Y aunque la película ganó con todo merecimiento el premio europeo a la mejor comedia, los momentos divertidos no dejan de estar contenidos, sin permitir que se pierda de vista la dura realidad de la prisión (y también, por qué no decirlo, de la capacidad limitada del arte para rehabilitar a los seres humanos. No es que no sirva, pero lo que puede conseguir es más bien poco). Y al revés también: cuando asoma el drama, Courcol no deja que se adueñe del relato y se las arregla para devolver la historia al delgado y difícil equilibrio de unos reclusos que logran llevar de gira su versión de Esperando a Godot, incorporando al texto original la paradoja de unos actores privados de libertad representando el absurdo de la vida moderna ante un público que goza de libertad y asiste conmovido al espectáculo de unas personas que volverán a prisión cuando todo acabe.

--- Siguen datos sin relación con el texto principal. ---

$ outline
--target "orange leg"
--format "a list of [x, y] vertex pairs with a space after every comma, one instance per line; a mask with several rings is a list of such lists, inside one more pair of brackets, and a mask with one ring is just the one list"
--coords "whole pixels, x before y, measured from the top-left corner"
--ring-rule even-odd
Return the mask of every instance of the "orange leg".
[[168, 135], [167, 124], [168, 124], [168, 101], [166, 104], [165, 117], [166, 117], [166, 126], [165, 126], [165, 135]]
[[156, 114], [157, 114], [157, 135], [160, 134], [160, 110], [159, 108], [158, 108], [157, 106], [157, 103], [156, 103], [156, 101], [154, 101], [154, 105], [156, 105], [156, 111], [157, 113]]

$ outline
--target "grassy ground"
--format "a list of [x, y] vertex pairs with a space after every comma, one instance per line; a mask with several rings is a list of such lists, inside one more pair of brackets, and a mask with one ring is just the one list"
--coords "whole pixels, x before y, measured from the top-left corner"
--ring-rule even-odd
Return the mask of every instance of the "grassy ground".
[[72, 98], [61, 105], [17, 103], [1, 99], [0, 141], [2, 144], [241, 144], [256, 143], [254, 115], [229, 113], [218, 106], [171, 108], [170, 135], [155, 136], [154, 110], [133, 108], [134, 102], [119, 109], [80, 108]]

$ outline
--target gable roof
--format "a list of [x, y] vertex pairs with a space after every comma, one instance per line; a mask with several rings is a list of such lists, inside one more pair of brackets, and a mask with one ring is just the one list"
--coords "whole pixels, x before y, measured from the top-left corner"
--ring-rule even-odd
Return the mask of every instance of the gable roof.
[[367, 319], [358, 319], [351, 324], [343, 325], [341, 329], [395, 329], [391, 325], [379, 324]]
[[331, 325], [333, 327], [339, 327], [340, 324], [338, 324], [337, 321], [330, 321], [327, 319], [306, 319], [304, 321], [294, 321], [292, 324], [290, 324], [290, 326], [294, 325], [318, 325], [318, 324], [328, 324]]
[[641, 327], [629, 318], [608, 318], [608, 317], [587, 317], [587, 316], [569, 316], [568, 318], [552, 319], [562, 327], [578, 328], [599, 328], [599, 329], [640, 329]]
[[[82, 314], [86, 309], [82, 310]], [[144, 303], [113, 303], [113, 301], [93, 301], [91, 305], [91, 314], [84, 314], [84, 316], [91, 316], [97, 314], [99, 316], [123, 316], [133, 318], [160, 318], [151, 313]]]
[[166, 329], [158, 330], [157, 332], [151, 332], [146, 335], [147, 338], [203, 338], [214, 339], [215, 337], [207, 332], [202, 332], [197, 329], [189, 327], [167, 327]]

No estamos ante la típica historia donde todos los personajes se van transformado para mejor en una progresión impecable (con una ligera y anticipable caída aparente en el tercio final), sino ante un baño de realidad para todas las partes que intervienen: los reclusos aprenden el valor del sacrificio por algo que no necesariamente les acortará la condena ni les reportará dinero; la directora de la prisión comprobará los enormes beneficios de una actividad en la que, si no se invierten demasiadas horas (que es lo que hace ella), no servirá para mucho, y finalmente Étienne Carboni --interpretado por Kad Merad, a quienes todos recordamos en su papel en Los chicos del coro (2004)--, un actor de segunda que descubre que la base del equilibrio emocional y de la creatividad es la sinceridad que surge directamente de la experiencia. El triunfo es, ante todo, una combinación de situaciones cuidadosamente escogidas que tienen la virtud de hacer que personajes --debido a una interacción semiforzosa durante tanto tiempo-- y audiencias --por las implicaciones éticas y pedagógicas que sugiere-- salgan modificados de la experiencia.
Filme inteligente, didáctico y crítico, pero también directo y sencillo. El triunfo es una oda a la esperanza, al (limitado) poder transformador del arte y a una profesión expuesta como pocas a lo público, en la que el subidón inefable de los aplausos (lo he experimentado tangencial y fugazmente como aficionado) justifican prácticamente todo lo demás. No hace falta hacer grandes concesiones a la ficción, optar por una positividad forzosa o finales autocomplacientes, basta con una manipulación ingeniosa y lúcida de la realidad para armar una buena comedia. Una buena película incluso más allá de la buena comedia.